Linus kicked a stray chunk of asphalt laying on the rapidly deteriorating road. It bounced about the road for a few feet, each hit eliciting a satisfying clack!, before bounding off into the grass shoulder. Linus stared at it as they walked by, lingering for a moment after passing, craning his neck. "Y'know, I kinda wish I'd appreciated my brother's soccer games more when I was a kid. He probably woulda liked my support. I know I want his."
"You're digressing."
"Meandering."
"I'm not against going at your pace, I just know when you're avoiding."
"And I appreciate that, you're better than it was." Linus looked to his right, taking a sharp breath in. Panic? Shock? It was hard to tell. Lying completely still despite seemingly leaping out and grabbing his eyes was the burned-down remains of a house he recognized all too well despite its condition, almost on instinct. He thought he could even smell the smoke and feel the heat despite the ashes having been cold for a while. He remembered it being on a small, clear hill with a long driveway. Now it sat in a nook of pathetic trees, right by the road.
"Is that—?" Linus began to ask, stopping and staring at the blackened remains.
"Never noticed it before?" Lorenzen asked.
"I guess not." Curiosity and nostalgia prodded at him. His tongue was dry. "Hold on, heat's getting to me." Stepping off the road, Linus started walking up to the house, Lorenzen close behind him.
The front door was missing, the screen one too. Linus quietly stepped into what had once been the mudroom, or the foyer, or whatever it was supposed to be. He'd never quite figured it out. He stared down the long hallway, past the remains of the livingroom, where a window used to be. The walls were all gone, trees sat where a descent and the neighbor's house should have been. Each step forward shook up the old soot, small disasters at his footfalls.
Through the kitchen, through the dining room— separated only by a counter— past the vague shape of what had once been the large, round table. Into the small room that led to the back porch. Linus could still smell the old tackle boxes. The door out had fallen free of its place in the frame, lying on the partially burned out porch, scarred with scorch marks. He stepped over it, avoiding holes in the wood floor as he made his way to the stairs, quickly leaving the raised porch behind.
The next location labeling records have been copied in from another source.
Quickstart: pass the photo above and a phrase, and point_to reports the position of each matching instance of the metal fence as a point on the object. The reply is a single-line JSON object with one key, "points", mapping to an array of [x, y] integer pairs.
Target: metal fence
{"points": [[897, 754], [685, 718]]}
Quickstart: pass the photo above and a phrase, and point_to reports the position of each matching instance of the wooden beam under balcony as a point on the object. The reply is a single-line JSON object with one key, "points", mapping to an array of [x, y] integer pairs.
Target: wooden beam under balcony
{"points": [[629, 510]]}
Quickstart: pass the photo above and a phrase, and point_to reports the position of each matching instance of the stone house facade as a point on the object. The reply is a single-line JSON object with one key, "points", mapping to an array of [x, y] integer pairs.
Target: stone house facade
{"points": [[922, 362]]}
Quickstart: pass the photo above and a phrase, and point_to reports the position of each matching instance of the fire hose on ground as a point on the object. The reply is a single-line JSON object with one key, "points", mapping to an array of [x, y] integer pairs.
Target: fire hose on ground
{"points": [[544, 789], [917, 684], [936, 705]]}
Sitting against the house, tucked away in a corner between it and the remains of the porch, Linus reached through ratty bushes and pulled an old hose out. He twisted the freezing metal knob embedded into the brick foundation next to the dirty spool, cool water soon pouring out of the end he held, splashing onto the sooty, dying grass. Linus quietly slurped from the stream, savoring the familiar taste, listening to the windchime hanging from the remains of the porch's framework as a breeze gently rolled through. Suddenly, he felt something rub against his leg, making him jump. When he looked down, he found a fat tabby cat, its belly dragging in the grass.
"Hey Tom-cat," Linus cooed as he knelt down, scratching its back. "Haven't seen you in a while. Abby-cat around here?"
Tom didn't meow, only watched Linus for a moment before scampering off into the trees. Lorenzen walked down the porch stairs.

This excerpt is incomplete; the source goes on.